Illustrations: The illustrations are well executed, but inaccurate at depicting the appearance of slaves. The attire of the slaves does not show any distress, tatters, tears, etc. No marks or scars on any of the slaves. They merely look like black workers of their time. Of course the storyline states they are slaves, but there is power in imagery. The attire is incongruous with their role at the time.
While I understand this is a children’s book playing with semantics and diluting historical facts is not appropriate. It is deceptive and paradoxical to describe a slave master as “being good.” Opportunities were missed and the semantics are problematic.
I returned this book.
CONS: If you want explanations of who every person is, a detailed description of how he felt when his family was taken from him or want to know what happened to him after he was free....please don't buy this book.

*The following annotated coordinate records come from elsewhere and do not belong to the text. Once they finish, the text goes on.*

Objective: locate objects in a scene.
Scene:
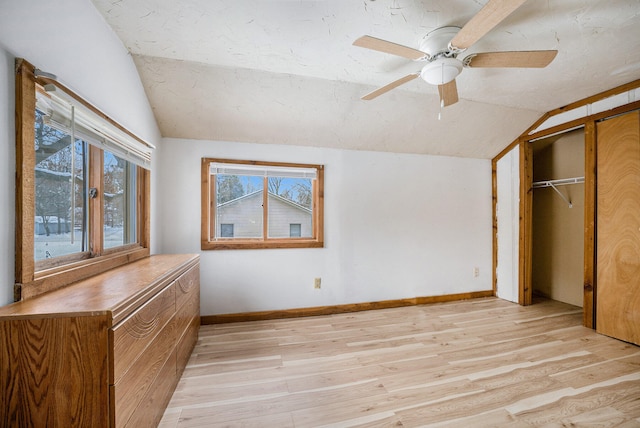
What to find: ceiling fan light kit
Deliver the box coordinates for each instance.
[420,57,462,85]
[353,0,557,106]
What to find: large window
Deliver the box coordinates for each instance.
[15,60,152,300]
[201,158,324,250]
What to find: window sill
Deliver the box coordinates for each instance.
[14,246,150,301]
[200,239,324,251]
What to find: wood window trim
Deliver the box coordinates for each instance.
[14,59,151,301]
[200,158,324,250]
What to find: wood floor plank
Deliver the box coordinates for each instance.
[160,298,640,428]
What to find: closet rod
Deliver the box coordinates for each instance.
[532,177,584,208]
[532,177,584,189]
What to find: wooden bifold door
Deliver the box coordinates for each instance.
[596,111,640,344]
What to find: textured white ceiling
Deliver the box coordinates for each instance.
[93,0,640,158]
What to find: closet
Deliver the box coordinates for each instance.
[531,128,585,307]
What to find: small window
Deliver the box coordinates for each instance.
[220,223,233,238]
[289,223,302,238]
[202,158,324,250]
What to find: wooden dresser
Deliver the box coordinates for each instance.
[0,254,200,428]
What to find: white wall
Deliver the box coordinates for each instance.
[159,139,492,315]
[0,0,161,305]
[496,146,520,302]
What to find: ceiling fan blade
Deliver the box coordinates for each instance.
[362,73,420,100]
[463,51,558,68]
[353,36,429,60]
[438,79,458,107]
[449,0,526,50]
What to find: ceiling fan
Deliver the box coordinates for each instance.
[353,0,558,107]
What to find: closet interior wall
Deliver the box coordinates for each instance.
[531,128,585,307]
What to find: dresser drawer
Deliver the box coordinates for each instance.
[176,293,200,375]
[111,319,178,427]
[109,282,176,384]
[176,267,200,312]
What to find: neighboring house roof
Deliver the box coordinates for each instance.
[218,190,311,213]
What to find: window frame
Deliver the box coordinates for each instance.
[14,58,151,301]
[200,157,324,251]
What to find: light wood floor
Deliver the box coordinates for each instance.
[160,298,640,428]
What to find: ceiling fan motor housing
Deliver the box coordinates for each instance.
[420,27,463,85]
[420,27,460,58]
[420,57,462,85]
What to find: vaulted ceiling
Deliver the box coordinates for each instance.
[92,0,640,158]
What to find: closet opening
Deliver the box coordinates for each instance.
[530,128,585,307]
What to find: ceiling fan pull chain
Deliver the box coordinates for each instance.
[438,63,444,120]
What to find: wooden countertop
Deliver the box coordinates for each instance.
[0,254,200,324]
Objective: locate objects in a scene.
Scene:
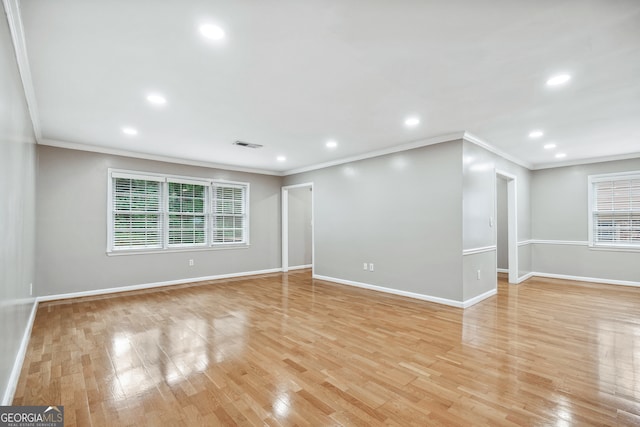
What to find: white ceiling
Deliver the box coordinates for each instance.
[10,0,640,173]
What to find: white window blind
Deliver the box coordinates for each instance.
[107,170,249,252]
[212,183,246,243]
[168,182,207,246]
[590,174,640,248]
[112,178,163,249]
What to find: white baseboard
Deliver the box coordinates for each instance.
[289,264,313,271]
[529,272,640,287]
[462,289,498,308]
[516,272,536,284]
[313,274,464,308]
[37,268,282,302]
[2,299,38,406]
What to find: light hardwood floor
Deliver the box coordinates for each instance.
[14,271,640,426]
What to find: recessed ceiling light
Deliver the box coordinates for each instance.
[547,74,571,86]
[404,116,420,127]
[147,93,167,105]
[326,140,338,148]
[200,24,225,40]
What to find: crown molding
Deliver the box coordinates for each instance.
[464,132,533,170]
[531,152,640,170]
[2,0,42,142]
[282,132,464,176]
[39,138,282,176]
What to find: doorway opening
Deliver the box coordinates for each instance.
[494,170,518,284]
[282,183,314,272]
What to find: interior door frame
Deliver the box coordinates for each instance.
[281,182,316,274]
[494,169,519,284]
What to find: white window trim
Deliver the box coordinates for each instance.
[587,171,640,252]
[106,168,251,256]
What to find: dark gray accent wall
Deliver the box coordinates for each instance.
[36,146,282,296]
[285,141,462,301]
[0,4,36,405]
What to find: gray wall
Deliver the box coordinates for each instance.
[462,141,531,300]
[36,146,282,296]
[285,141,462,301]
[531,158,640,282]
[0,5,36,404]
[496,178,509,270]
[288,187,313,267]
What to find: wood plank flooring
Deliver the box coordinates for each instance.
[13,271,640,426]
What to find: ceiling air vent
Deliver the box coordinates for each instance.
[233,141,262,148]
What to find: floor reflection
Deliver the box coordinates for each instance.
[109,311,247,399]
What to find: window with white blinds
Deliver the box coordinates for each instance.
[112,178,163,249]
[589,172,640,249]
[213,185,246,243]
[168,182,207,247]
[107,170,249,252]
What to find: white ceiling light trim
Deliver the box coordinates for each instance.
[529,130,544,139]
[325,139,338,149]
[199,24,226,41]
[547,74,571,86]
[147,93,167,105]
[404,116,420,128]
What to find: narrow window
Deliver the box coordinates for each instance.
[589,172,640,249]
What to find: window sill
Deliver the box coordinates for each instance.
[107,243,251,256]
[589,243,640,252]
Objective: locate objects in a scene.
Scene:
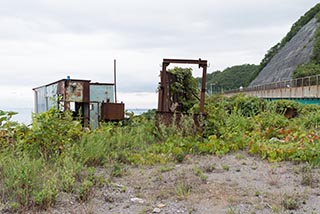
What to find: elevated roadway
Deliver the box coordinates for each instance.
[224,75,320,105]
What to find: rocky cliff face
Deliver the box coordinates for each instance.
[249,18,319,87]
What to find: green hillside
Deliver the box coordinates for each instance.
[256,3,320,78]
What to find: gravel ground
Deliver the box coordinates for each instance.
[25,152,320,214]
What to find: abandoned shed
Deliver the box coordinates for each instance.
[33,78,124,128]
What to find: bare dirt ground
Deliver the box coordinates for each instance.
[36,152,320,214]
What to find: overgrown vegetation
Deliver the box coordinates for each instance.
[0,96,320,211]
[168,67,199,113]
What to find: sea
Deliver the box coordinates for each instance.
[0,108,149,125]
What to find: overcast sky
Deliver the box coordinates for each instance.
[0,0,318,109]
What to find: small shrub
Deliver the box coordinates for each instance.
[111,164,125,177]
[281,195,299,210]
[78,179,94,201]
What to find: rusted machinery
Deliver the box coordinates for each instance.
[157,59,208,123]
[33,78,124,128]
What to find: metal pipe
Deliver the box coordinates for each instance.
[113,59,117,103]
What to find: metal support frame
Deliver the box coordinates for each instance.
[158,58,208,114]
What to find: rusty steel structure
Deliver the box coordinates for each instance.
[33,78,124,128]
[158,56,208,114]
[156,59,208,127]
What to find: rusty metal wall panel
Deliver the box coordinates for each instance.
[101,103,124,121]
[34,86,48,113]
[90,84,114,103]
[46,83,58,110]
[90,103,100,129]
[65,80,89,103]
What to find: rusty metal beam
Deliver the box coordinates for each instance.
[158,58,208,114]
[163,59,207,67]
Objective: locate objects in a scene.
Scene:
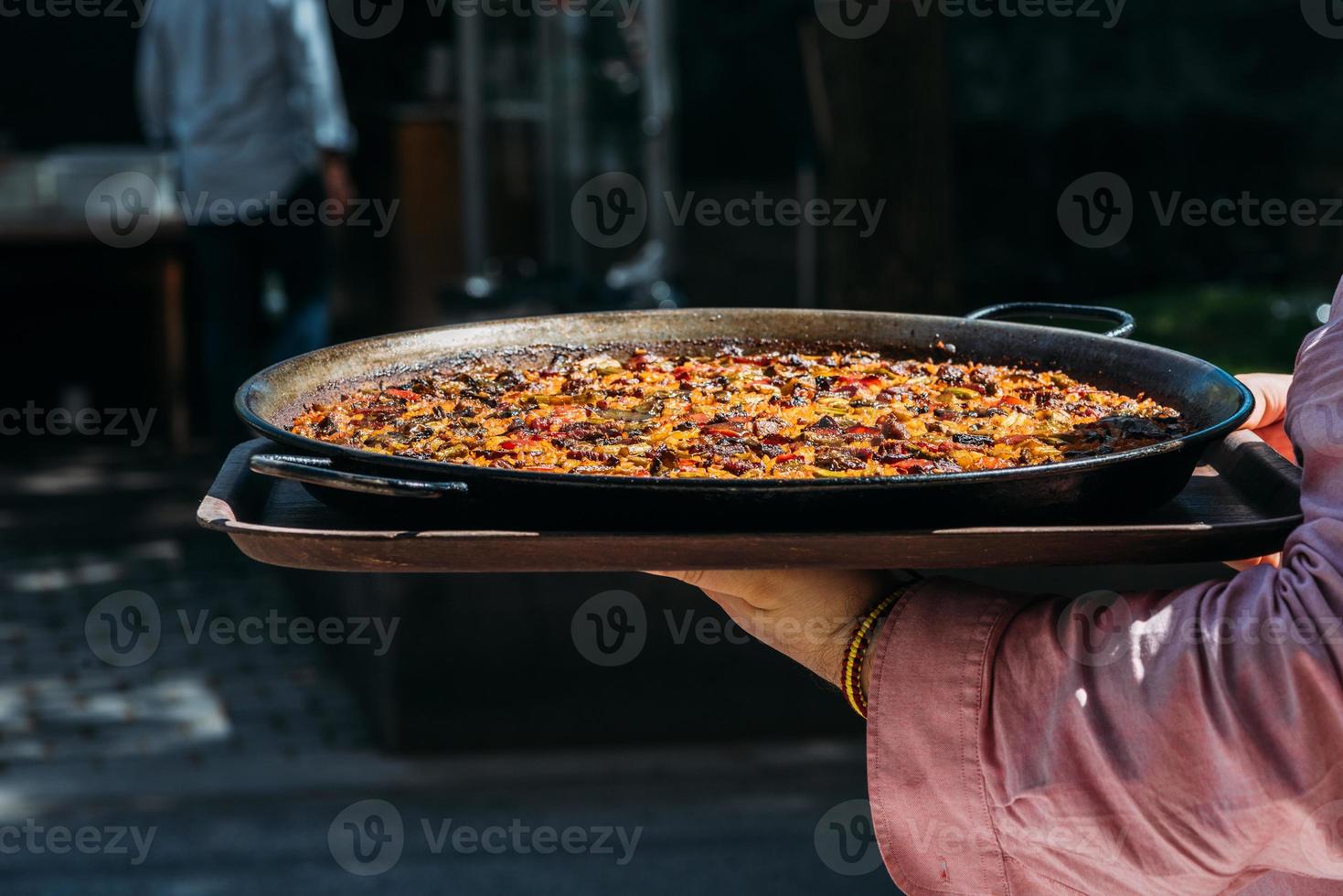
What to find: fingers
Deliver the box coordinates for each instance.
[1235,373,1292,430]
[1226,553,1283,572]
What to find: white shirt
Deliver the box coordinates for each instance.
[137,0,355,203]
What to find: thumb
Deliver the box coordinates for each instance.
[1235,373,1292,430]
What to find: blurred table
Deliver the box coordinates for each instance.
[0,146,189,454]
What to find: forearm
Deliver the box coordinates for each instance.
[869,278,1343,893]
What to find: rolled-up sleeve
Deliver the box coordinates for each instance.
[287,0,356,153]
[868,284,1343,896]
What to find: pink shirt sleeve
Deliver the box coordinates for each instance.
[868,284,1343,896]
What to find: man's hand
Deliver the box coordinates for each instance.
[1226,373,1296,570]
[650,570,896,685]
[323,152,356,220]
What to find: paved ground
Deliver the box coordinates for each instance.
[0,457,896,896]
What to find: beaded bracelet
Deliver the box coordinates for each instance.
[841,581,913,719]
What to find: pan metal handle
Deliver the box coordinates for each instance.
[249,454,467,498]
[965,303,1134,338]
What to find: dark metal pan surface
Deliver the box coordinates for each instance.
[237,304,1253,529]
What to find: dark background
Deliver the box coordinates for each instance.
[0,0,1343,893]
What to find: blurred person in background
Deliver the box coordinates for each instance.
[137,0,355,439]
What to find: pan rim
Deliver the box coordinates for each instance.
[234,307,1254,492]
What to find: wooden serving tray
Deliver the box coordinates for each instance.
[196,432,1301,572]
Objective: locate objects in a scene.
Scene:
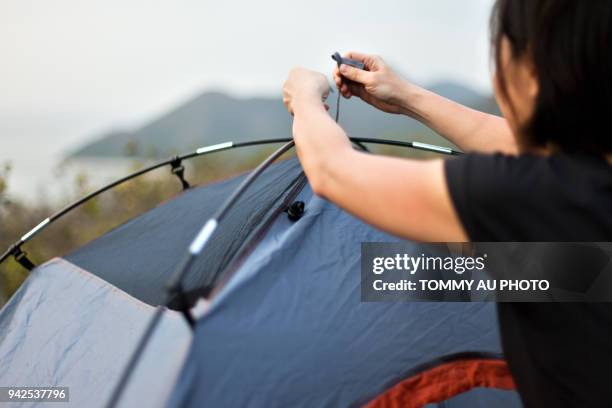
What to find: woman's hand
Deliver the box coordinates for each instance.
[283,68,329,115]
[333,52,411,113]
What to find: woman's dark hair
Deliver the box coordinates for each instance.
[491,0,612,155]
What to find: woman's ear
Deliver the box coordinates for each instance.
[523,57,540,101]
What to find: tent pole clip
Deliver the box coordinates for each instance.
[287,201,305,222]
[166,284,195,329]
[170,156,191,190]
[11,244,36,271]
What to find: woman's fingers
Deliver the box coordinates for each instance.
[344,51,368,62]
[340,64,372,85]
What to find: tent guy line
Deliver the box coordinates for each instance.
[0,137,462,270]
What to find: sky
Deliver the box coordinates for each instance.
[0,0,492,198]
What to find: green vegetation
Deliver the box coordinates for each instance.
[0,146,284,306]
[0,143,440,306]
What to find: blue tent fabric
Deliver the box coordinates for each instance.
[168,189,519,408]
[0,258,191,408]
[0,159,520,408]
[65,159,304,305]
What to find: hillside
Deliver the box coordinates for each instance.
[71,83,495,157]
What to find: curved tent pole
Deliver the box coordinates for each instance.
[107,140,294,408]
[0,137,462,270]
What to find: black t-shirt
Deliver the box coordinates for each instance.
[445,154,612,407]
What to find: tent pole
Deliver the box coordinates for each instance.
[0,137,463,270]
[107,140,294,408]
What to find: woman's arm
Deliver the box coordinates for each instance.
[285,69,467,242]
[334,52,518,154]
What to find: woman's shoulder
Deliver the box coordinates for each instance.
[445,153,612,241]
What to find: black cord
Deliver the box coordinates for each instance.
[336,89,340,123]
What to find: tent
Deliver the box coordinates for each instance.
[0,139,520,407]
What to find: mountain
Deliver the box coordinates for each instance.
[71,83,496,157]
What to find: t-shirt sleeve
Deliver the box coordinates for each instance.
[445,153,537,241]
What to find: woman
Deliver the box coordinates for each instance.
[284,0,612,407]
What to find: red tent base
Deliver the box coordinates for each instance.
[367,358,516,408]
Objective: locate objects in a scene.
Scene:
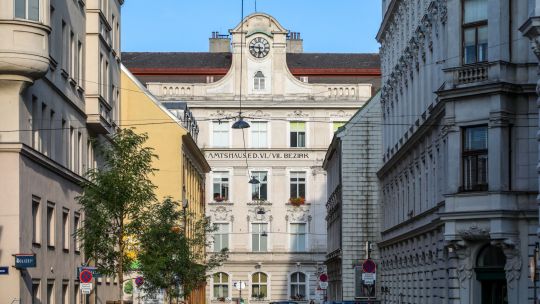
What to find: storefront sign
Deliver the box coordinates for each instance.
[15,254,36,269]
[206,152,311,160]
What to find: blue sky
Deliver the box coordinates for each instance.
[122,0,381,53]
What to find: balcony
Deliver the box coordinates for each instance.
[0,16,51,82]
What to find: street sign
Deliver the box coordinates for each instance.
[80,283,92,294]
[135,276,144,287]
[233,281,246,290]
[362,272,377,285]
[15,254,36,269]
[79,270,92,283]
[77,266,101,278]
[362,259,377,273]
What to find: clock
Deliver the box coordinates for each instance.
[249,37,270,58]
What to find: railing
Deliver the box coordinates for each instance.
[454,65,488,84]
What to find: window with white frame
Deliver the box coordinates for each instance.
[462,0,488,64]
[290,121,306,148]
[251,121,268,148]
[290,171,306,198]
[14,0,40,21]
[290,223,306,252]
[251,272,268,300]
[251,223,268,252]
[213,272,229,300]
[251,171,268,201]
[253,71,266,91]
[290,272,306,300]
[214,223,229,252]
[212,171,229,202]
[212,121,230,148]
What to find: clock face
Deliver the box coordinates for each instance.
[249,37,270,58]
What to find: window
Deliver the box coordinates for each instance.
[214,223,229,252]
[73,213,81,251]
[251,272,268,300]
[291,272,306,300]
[291,121,306,148]
[290,223,306,252]
[32,281,41,304]
[463,0,488,64]
[62,209,69,250]
[332,121,347,132]
[62,282,69,304]
[214,272,229,299]
[32,198,41,244]
[251,223,268,252]
[462,126,488,191]
[253,71,265,91]
[212,121,229,147]
[47,203,55,247]
[251,171,268,201]
[251,121,268,148]
[290,172,306,198]
[213,172,229,202]
[47,282,55,304]
[15,0,40,21]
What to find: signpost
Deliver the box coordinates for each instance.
[14,253,36,269]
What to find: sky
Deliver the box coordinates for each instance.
[121,0,381,53]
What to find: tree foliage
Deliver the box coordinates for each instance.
[138,199,227,299]
[78,129,156,299]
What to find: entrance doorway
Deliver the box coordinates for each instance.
[475,245,508,304]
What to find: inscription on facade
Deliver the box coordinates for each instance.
[206,152,311,159]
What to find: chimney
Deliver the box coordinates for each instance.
[287,32,304,53]
[209,32,231,53]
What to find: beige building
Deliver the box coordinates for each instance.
[123,13,380,303]
[0,0,123,304]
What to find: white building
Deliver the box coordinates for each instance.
[0,0,123,304]
[123,13,379,303]
[377,0,538,303]
[323,94,382,301]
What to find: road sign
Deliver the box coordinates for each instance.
[79,270,92,283]
[362,272,377,285]
[135,276,144,287]
[233,281,246,290]
[362,259,377,273]
[77,266,101,278]
[80,283,92,294]
[15,254,36,269]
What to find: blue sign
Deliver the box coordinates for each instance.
[15,254,36,269]
[77,266,101,278]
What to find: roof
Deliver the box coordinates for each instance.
[122,52,380,75]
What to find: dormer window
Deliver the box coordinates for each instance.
[253,71,265,91]
[14,0,39,21]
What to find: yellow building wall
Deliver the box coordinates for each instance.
[120,71,187,202]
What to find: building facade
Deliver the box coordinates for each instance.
[377,0,538,303]
[323,94,382,301]
[0,0,123,304]
[120,66,210,304]
[123,13,380,303]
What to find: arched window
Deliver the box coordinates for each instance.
[251,272,268,300]
[253,71,265,91]
[214,272,229,299]
[291,272,306,300]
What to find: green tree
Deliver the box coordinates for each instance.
[77,129,156,303]
[137,198,227,302]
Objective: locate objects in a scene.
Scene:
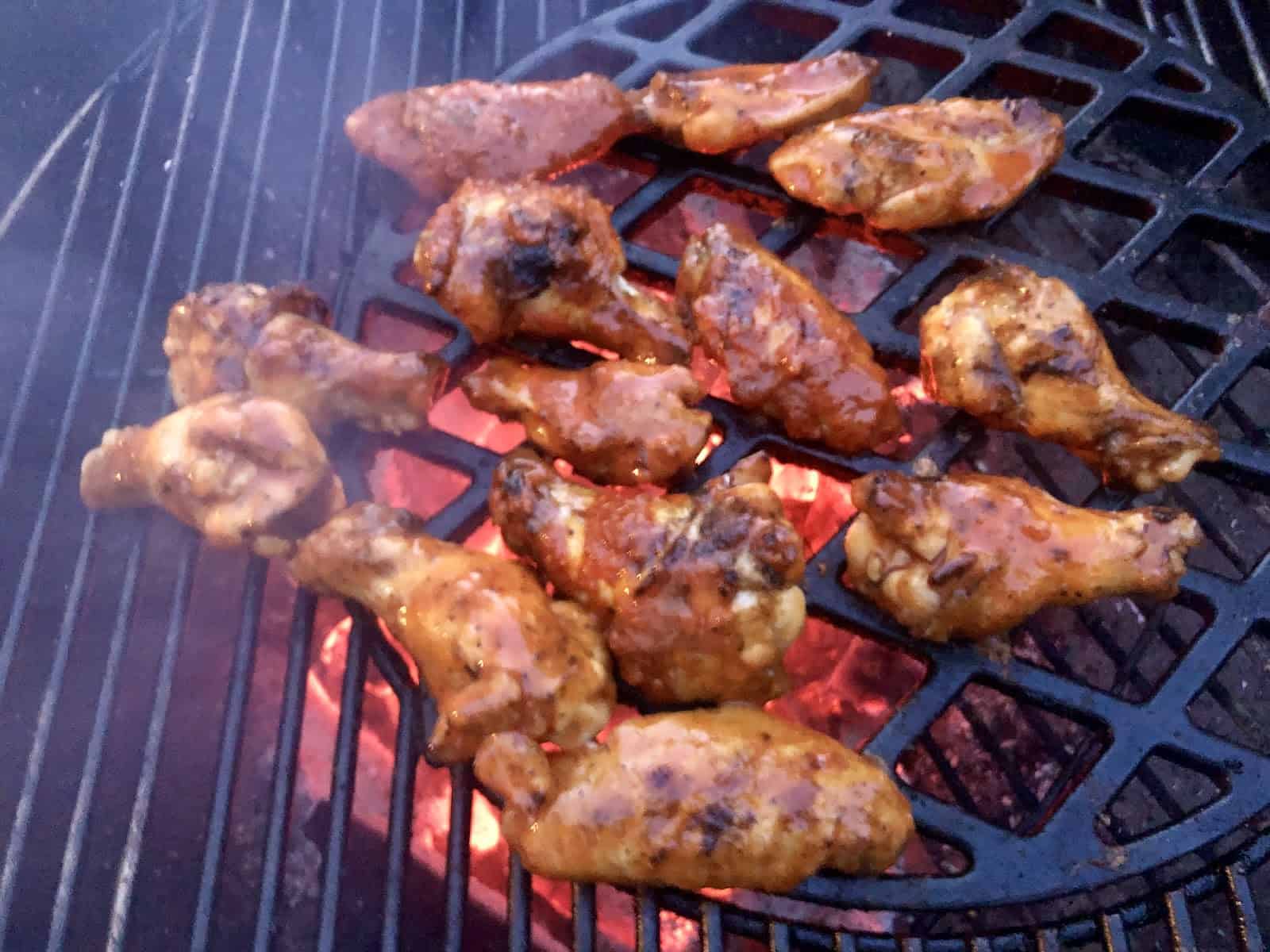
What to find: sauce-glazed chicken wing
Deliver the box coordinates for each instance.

PROS: However, if you are someone who is open to speaking with your children about how they think Henry felt when his family was sold off or how he wasn't allowed to show emotion because of where he was and how he was viewed, willing to introduce the term "abolition" without it being written in the book (using context clues), or explaining the gaps that others feel take away from the book...then this is a really great book. The Author has a note at the end of the story that explains a little more about the story and what the Underground Railroad was.
Initially I thought of returning this book. However after reading it once more, found that I could use this book as a bare bones open discussion about slavery with my younger kids and a good place to start for research on Henry's life for older kids since the bibliography is simple.
By Amazon Customer on September 3, 2020
As for the story, it's masterfully told - it has really good pacing for a children's story, the emotions unfold naturally and powerfully, and it really conveys its message in a clear and consistent manner. Children's books can really be atrocious in how they tell a story but this book is excellent.